Check out without the hot air, free book by physicist McKay at Cambridge. He's done a 1h presentation at Harvard which tells you the gist of it, and a 15 minutes TED talk which I'd skip unless you really only have 15 minutes. He covers the surface area challenges of solar and other sustainable energies quite well.

The ability then to one day put extremely cheap solar (e.g. at least 1 order of magnitude cheaper than today) in every new road (whose lifespan is a few decades, so we could on paper replace them all halfway through the century), is very interesting.

Of course there are huge, huge drawbacks. But that's not necessarily because it's impossible, but because we have path dependency. That's why you need prototypes and R&D to see how we can build roads sustainably using new materials, and whether solar panels fit into that picture.

[0] Roads are there for a reason: transport. We're now seeing for the first time ever tools on a scale that can cut down transport on a global scale. Still immature, but it's getting there. The combination of internet, 3d printing and virtual/augmented reality, means we can live global lives locally without having to physically transfer ourselves, information or products.

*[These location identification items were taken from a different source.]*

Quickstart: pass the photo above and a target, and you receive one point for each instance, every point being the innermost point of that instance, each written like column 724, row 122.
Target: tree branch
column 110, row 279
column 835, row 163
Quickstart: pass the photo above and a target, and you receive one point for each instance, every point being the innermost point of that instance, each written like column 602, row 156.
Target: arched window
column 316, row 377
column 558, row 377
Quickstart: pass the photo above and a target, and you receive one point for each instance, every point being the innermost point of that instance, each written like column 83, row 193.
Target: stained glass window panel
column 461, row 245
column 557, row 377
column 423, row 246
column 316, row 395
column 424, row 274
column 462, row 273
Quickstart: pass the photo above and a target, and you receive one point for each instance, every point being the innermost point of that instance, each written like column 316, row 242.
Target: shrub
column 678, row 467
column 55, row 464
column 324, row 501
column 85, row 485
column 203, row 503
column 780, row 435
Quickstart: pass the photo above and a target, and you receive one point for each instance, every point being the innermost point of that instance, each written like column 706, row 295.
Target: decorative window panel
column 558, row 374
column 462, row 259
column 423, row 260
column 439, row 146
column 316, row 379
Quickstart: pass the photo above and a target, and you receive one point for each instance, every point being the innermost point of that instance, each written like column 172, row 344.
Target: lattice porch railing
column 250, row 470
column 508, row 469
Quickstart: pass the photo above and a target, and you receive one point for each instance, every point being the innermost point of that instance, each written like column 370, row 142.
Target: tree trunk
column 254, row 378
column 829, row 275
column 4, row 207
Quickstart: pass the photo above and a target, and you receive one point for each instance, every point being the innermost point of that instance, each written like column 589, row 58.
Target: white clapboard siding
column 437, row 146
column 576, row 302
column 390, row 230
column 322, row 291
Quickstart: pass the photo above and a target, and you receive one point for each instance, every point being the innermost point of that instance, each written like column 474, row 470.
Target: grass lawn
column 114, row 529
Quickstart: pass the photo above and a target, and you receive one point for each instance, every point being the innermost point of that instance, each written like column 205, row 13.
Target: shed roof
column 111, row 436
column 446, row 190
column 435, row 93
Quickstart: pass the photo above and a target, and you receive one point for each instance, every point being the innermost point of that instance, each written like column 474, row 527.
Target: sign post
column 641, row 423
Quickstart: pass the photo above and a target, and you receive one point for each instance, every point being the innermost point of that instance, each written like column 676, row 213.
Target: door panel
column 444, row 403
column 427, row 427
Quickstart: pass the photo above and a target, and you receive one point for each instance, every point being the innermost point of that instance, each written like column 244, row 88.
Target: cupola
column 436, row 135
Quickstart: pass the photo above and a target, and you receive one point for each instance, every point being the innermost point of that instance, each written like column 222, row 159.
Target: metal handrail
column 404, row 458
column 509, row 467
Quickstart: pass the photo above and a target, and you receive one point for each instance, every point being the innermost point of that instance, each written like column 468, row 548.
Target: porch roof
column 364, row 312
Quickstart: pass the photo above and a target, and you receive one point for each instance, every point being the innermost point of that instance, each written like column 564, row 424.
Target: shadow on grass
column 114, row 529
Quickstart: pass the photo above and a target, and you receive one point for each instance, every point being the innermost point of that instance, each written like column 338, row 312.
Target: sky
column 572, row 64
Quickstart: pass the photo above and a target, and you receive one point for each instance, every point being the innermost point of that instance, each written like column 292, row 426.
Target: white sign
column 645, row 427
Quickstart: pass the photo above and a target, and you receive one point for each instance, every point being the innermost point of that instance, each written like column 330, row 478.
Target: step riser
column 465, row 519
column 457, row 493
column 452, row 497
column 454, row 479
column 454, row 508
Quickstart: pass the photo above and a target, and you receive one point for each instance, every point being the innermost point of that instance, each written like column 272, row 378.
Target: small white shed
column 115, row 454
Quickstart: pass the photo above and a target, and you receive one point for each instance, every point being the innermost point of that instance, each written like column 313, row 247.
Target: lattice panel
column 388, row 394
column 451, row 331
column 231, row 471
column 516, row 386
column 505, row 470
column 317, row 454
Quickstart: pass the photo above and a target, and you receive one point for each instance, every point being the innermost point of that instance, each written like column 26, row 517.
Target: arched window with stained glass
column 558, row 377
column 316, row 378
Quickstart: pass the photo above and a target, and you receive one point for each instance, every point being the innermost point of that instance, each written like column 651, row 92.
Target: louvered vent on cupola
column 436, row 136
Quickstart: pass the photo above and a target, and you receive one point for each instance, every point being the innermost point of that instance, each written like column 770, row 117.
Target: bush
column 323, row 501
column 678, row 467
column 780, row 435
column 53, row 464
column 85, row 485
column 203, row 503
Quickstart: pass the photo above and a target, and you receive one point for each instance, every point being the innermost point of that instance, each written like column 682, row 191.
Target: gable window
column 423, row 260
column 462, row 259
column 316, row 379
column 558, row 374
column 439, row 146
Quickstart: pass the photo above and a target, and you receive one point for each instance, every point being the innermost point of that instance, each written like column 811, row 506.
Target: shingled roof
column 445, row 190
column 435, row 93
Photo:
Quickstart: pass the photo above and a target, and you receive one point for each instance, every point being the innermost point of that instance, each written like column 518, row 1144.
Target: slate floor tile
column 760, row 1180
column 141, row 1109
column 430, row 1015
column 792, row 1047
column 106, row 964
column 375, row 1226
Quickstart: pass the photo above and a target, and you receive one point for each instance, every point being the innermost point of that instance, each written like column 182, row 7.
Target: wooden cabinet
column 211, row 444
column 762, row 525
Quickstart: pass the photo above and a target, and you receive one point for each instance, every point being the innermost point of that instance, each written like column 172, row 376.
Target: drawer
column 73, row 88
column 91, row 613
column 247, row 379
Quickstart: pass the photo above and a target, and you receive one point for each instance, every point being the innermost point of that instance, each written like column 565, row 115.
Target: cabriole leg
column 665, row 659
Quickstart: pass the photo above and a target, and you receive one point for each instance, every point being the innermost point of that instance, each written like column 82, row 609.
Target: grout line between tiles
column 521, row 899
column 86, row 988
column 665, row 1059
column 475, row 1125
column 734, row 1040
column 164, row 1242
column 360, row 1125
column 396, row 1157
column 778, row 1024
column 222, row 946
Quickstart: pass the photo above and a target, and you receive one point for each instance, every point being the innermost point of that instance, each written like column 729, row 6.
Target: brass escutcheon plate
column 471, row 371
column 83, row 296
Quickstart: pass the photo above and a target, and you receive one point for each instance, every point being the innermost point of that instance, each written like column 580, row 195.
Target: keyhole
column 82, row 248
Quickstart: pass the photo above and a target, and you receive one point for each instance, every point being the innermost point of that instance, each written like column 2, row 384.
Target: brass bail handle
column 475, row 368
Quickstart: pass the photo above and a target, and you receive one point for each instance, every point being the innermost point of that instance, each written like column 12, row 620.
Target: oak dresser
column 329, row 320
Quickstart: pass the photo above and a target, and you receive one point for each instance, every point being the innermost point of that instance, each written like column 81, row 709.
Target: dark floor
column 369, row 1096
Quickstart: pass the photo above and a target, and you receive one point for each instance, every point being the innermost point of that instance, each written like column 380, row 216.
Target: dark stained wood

It means we can work & study remotely better and experience entertainment and tourism more locally. And when we do move stuff, there's the option of doing it through new channels (air, with drones), or more efficient channels (self-driving vehicles that can attain higher speeds with smaller gaps safely, calculate more efficient routes and turn transport into a commodity: smaller vehicles transporting people, as opposed to cars being branded products, all of which lead to far fewer roads being necessary). It's a very bold claim but I wouldn't be surprised if roads kept explosively increasing until 2025, and then stagnating and at some point sharply reducing after a shift in human culture, manufacturing and transportation.